Trade Route Brewing Company
May 31, 2009 by Cody Ellerd
Ain’t nothin’ but a Chi thing, baby
By Cody Ellerd
When customers are drinking like fish and having a splashing good time, some Buddhists believe that it is the Laughing Buddha (a.k.a. the Patron Saint of Bartenders) who is responsible for all the fun.
It is precisely this figure, with his gleaming golden skin and proud beer belly, who welcomes visitors to the Trade Route Brewing Company, a small, two-year-old craft brewery in South Seattle that is becoming a local favorite among fans of unusual beers and Asian cuisine.
The Buddha here watches over a tasting room that owners Chris Castillo and Joe Valvo have dubbed “the tiki room,” the brewery’s bamboo-and-straw-infested entryway that would look delicious to a panda.
Not being pandas, of course, we head straight for the beer, though the exotic ingredients here, like ginger, mango, galangal and palm sugar, come straight from the panda’s neck of the woods.
“We were sitting in the backyard one day and said, ‘let’s start a brewery, and let’s make it unique,’” said Castillo. He and Valvo had been roommates and best friends at Bellevue Community College. They were both now about a decade into successful careers, Castillo at Microsoft and Valvo as a microbiologist at Puget Sound Blood Center. But they had been making beer at home since their college days, and what they had brewing was very unique indeed.
“It really all started with the Pandan Brown,” said Castillo. Valvo, who is the mad scientist, brewmaster and chef of the two-man team, was making a dark ale using Pandan leaves, a nutty tasting ingredient commonly used in Southeast Asian cooking. Valvo is also the white guy, while Castillo is Filipino, but it’s Valvo who is the resident master of Asian cuisine, with a penchant for throwing whatever is lying around his kitchen into the beer.
Castillo, the “business guy,” said the Pandan Brown Ale was “a beer we thought we could put on the market and target to Thai restaurants.” So he sold his condo for startup money and in January of 2007, they started tracking down equipment. They secured a location in South Park in May. By November of that year, they were selling beer, and were bowled over by the strong initial demand.
In addition to the Pandan Brown Ale, Trade Route is now selling a lager that Castillo says goes “perfect with sushi,” a tasty ginger pale ale brewed with galangal, a “mango weisen,” and a new spring seasonal IPA made with kaffir limes.

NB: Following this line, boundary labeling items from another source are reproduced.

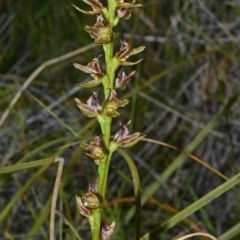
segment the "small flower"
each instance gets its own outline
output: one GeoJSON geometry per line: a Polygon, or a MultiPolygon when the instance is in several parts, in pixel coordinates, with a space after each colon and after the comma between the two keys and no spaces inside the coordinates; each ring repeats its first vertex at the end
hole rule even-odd
{"type": "Polygon", "coordinates": [[[113,142],[111,143],[112,149],[116,149],[116,145],[120,147],[131,147],[138,141],[140,141],[142,138],[144,138],[144,136],[140,136],[140,132],[129,135],[128,125],[130,124],[130,122],[130,120],[127,122],[127,124],[122,124],[121,122],[119,122],[121,128],[114,136],[113,142]]]}
{"type": "Polygon", "coordinates": [[[102,113],[102,106],[97,92],[93,92],[93,95],[87,100],[87,104],[81,102],[78,98],[75,98],[75,102],[81,112],[87,117],[96,117],[102,113]]]}
{"type": "Polygon", "coordinates": [[[72,4],[78,11],[84,13],[84,14],[96,14],[100,13],[101,10],[103,9],[103,5],[99,0],[83,0],[86,4],[90,5],[93,9],[93,11],[84,11],[75,5],[72,4]]]}
{"type": "Polygon", "coordinates": [[[99,57],[95,57],[87,66],[81,65],[79,63],[73,64],[75,68],[90,73],[91,76],[94,78],[93,80],[89,81],[88,83],[79,84],[81,87],[96,87],[102,82],[102,78],[104,77],[104,73],[99,64],[99,57]]]}
{"type": "Polygon", "coordinates": [[[108,25],[102,14],[97,15],[97,21],[93,27],[85,26],[84,29],[95,39],[96,44],[108,43],[112,38],[112,27],[108,25]]]}
{"type": "Polygon", "coordinates": [[[91,216],[92,210],[101,206],[99,197],[93,188],[89,188],[88,192],[81,197],[76,196],[76,202],[78,211],[85,217],[91,216]]]}
{"type": "Polygon", "coordinates": [[[95,137],[94,140],[88,145],[84,142],[80,143],[81,147],[90,151],[90,154],[85,153],[87,156],[94,159],[94,162],[99,165],[100,160],[104,157],[104,148],[101,144],[100,137],[95,137]]]}
{"type": "Polygon", "coordinates": [[[103,224],[101,230],[101,240],[109,239],[114,232],[115,226],[116,226],[115,221],[113,221],[111,225],[103,224]]]}
{"type": "Polygon", "coordinates": [[[126,76],[122,67],[120,67],[117,73],[117,77],[115,78],[115,89],[124,89],[126,87],[126,84],[133,78],[135,73],[136,71],[133,71],[128,76],[126,76]]]}
{"type": "Polygon", "coordinates": [[[134,65],[134,64],[141,62],[143,59],[140,59],[134,63],[126,62],[126,59],[129,58],[129,56],[131,56],[131,55],[135,55],[135,54],[142,52],[144,50],[144,48],[145,48],[145,46],[141,46],[138,48],[132,48],[130,43],[128,43],[126,40],[122,39],[120,50],[116,53],[115,57],[118,59],[118,61],[123,66],[134,65]]]}
{"type": "Polygon", "coordinates": [[[120,114],[116,111],[119,107],[124,107],[128,104],[128,100],[123,100],[120,101],[117,98],[117,94],[115,92],[115,90],[111,90],[109,97],[107,98],[106,102],[103,104],[103,108],[104,108],[104,114],[108,117],[117,117],[120,114]]]}
{"type": "Polygon", "coordinates": [[[125,3],[124,0],[117,0],[118,2],[118,10],[117,16],[124,20],[127,20],[131,17],[132,8],[143,7],[142,4],[134,4],[136,0],[133,0],[132,3],[125,3]]]}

Whatever you think about “flavored” or “fruity” beers, put it aside. Many of these recipes were a product of necessity in the face of last year’s hops shortage as Castillo and Valvo turned to other ingredients to impart flavor. Rather than adding a flavored extract in the bottling phase, they incorporate real fruit early on in the brewing process. If this beer were an ice cream sundae, the fruit would be like the vanilla bean in the ice cream, not the saccharin cherry on top. (The Ginger Pale Ale, incidentally, is rumored to make an excellent float.) These are complex beers that have so much to give, you’ll find yourself holding your swig in your mouth, not swallowing, as the flavors evolve across your tongue.
The minimal dose of hops and savory notes make these real “food” beers that are easy to pair, and just as the duo hoped, Trade Route’s offerings have been attractive to restaurants. They’re on tap at Fremont’s venerable Chiso/Kappo, Shiku in Ballard and Wasabi Bistro. They were recently the stars of a five-course Brewer’s Dinner at Matt’s in Market, where they were paired with the likes of piquillo-pepper-stuffed Dungeness crab brandade. If you want to try it out with creations from your own kitchen, it’s sold in twenty-two-ounce bottles at Whole Foods, Top Foods, Iwajimaya and specialty beer stores like Bottleworks, The Beer Authority and Full Throttle Bottle.
Early this year, they were forced to change the original name of the brewery from Laughing Buddha to Trade Route. An Australian brewery called Lucky Drink Company, which sells beer in a Buddha-shaped bottle and has techno music playing on its Web site, came after them for trademark infringement. Castillo didn’t think that was very Zen of them, but as both he and Valvo are practicing Buddhists, they decided to go with the flow.
“It’s a mass produced beer that relies on a catchy looking bottle, and we didn’t want to be associated with it,” he said. “Changing our name goes along with the Buddhist mentality anyway—of non-attachment.”
In the end, Castillo thinks “Trade Route” better captures what they’re trying to do—incorporate a lot of ingredients from different regions of the world. They would like to continue to expand on that idea with some near-future forays into the worlds of coffee, mocha and Moroccan spices. They want to find their way into more restaurants, stay small, stay craft, keep innovating, and have you drink so much of their beer that you laugh your ass off. But if that happens, you don’t have to thank them. Thank the Buddha.